Rie favored me with an indulgent smile that said not a chance, gently relieved me of my cup, set it on the side table, and nudged me. I rolled over and this time was rewarded with a clearly delineated gasp.
“Is that a knife wound?”
“It is.”
“I thought you collected only art.”
“Only one collection is intentional.”
“I certainly hope so.”
“And only one has any value.”
I heard a throaty giggle. “Oh, I wouldn’t say that.” She gave the starburst a friendly peck, flipped me over, and kissed each of the other scars, then my nose, both cheeks, my lips. She lingered over the last destination.
“Very affectionate for a hardened cop,” I said when she raised her head.
“Shut up. See if you can keep up this time.”
Despite the tough words, Rie mixed eagerness with a becoming modesty. Her pale-beige skin glowed with a translucence I’d once seen in a European painting, the name of which, in my distracted state, escaped me.
Afterward, we settled in for some bedroom talk. Some personal, some professional, all of it memorable.
But not as memorable as a stray comment of hers later on that sent the case in an entirely new direction.
CHAPTER 46
WHEN I emerged from my shower squeaky clean and with a hotel towel tight at my waist, I found Rie fully dressed and glancing through the papers on the Nobuki case I’d spread out on the coffee table in the sitting area.
She’d showered before me and had filled the wait by flipping through the paperwork. Now she waved the police composite of the Napa Valley killer in the air. “I hope you don’t mind.”

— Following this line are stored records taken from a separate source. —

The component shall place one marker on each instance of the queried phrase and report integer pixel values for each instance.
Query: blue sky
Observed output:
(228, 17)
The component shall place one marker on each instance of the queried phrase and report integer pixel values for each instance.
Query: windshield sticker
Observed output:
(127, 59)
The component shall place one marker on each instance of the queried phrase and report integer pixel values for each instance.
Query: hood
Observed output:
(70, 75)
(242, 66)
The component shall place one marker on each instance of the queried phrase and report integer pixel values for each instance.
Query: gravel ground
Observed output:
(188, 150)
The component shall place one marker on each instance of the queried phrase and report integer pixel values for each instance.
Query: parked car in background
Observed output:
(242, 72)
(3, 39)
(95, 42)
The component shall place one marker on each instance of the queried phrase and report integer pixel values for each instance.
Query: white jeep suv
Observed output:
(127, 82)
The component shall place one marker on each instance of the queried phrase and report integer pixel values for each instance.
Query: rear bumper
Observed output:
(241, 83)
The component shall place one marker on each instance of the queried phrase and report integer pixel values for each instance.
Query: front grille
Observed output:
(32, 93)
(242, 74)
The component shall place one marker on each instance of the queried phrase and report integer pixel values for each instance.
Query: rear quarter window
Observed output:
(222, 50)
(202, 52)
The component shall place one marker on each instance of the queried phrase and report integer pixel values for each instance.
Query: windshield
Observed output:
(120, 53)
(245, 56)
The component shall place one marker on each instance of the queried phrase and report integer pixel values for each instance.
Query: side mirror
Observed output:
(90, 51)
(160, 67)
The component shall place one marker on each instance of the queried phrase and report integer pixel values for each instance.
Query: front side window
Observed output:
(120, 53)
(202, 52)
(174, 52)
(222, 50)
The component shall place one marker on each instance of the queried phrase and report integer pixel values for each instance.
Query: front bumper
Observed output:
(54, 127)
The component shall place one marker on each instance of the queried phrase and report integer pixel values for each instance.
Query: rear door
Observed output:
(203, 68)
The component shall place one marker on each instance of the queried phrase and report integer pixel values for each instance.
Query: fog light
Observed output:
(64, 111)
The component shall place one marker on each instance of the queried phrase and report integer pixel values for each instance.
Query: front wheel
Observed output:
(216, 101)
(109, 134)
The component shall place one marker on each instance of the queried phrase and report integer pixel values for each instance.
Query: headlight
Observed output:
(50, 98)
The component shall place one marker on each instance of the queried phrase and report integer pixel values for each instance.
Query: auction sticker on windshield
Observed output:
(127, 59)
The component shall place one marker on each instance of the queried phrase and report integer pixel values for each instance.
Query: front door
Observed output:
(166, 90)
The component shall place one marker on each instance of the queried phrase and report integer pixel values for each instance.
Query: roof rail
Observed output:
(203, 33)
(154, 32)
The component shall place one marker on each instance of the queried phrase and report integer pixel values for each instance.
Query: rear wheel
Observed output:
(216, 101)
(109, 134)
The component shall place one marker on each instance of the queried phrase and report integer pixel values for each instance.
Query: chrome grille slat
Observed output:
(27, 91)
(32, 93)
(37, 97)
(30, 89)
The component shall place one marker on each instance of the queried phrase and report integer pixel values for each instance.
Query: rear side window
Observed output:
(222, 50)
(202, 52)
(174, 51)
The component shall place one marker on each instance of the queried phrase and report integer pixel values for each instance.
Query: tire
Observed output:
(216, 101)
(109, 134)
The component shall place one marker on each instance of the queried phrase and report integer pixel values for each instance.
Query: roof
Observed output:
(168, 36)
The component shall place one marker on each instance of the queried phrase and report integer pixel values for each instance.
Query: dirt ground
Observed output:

“All in the family,” I said.
“This is the Steam Walker, right?”
Rie had been knocked aside before she could catch a good glimpse of her attacker.
“Yes. Everything started with that.”
“You gave me the overview, but how about more details? Maybe I can help.”
More eyes on the case couldn’t hurt, so as I dressed I laid out the events once more, inclusive of the finer points. I told her about the “accidental” death of the first son in Napa; Shu’s eyewitness account that turned the supposed mishap into murder and garnered us the sketch; the City
Hall sniper attack that sent the father to the hospital with brain damage; the mayor’s Pacific Rim Friendship Program; Naomi’s antinuclear-power activities and her DC dance with a record-breaking three federal agencies; my fight in Ken’s hospital room after my return from Washington; TNT’s narration of the Steam Walker legend and the yakuza enforcer’s warning about the contract out on me; our desperate attempt to track down Akihiro at the cosplay event in Kyoto; the follow-up meeting at the manga museum with his girlfriend; their sixty-foot death plunge off the veranda of Kiyomizu Temple; my encounter in the bamboo forest; and finally, the consultation with a researcher at a think tank whose comments put the nuclear mafia front and center on the suspect list. A hell of a lot had happened.
When I’d finished, I looked up to find her flush with astonishment.
“What’s wrong?”
“You know Big Haga?” Rie asked.
The same detail Mari had tripped over, expressed with the same sense of amazement.
“I know a lot of people, and a lot of criminals. But that’s not the point.”
“You’re right. I’m sorry. Tell me who you’re looking at for this.”
I concluded the review with a full list of the suspects, the recital of which elicited a fresh round of disbelief. “That’s an unmanageable number for a single case,” she said. “How can you possibly narrow the field?”
I reached for a slate-blue shirt. “We poke and prod and dig, and when we hit a nerve, we press it.”
“And hope you don’t get yourself killed.”
“That too,” I admitted, recalling my art dealer friend’s plea that I give up my father’s old work. “Not a word to any of your police friends.”
“Of course not.” She pointed at Shu-kun’s sign of approval at the bottom of the Napa portrait. “I’m sure you followed up on this, right?”
I raised an eyebrow. “Shu Nobuki scribbled that OK after the police artist finished her work. What’s to follow? He’s eight and got the K backward.”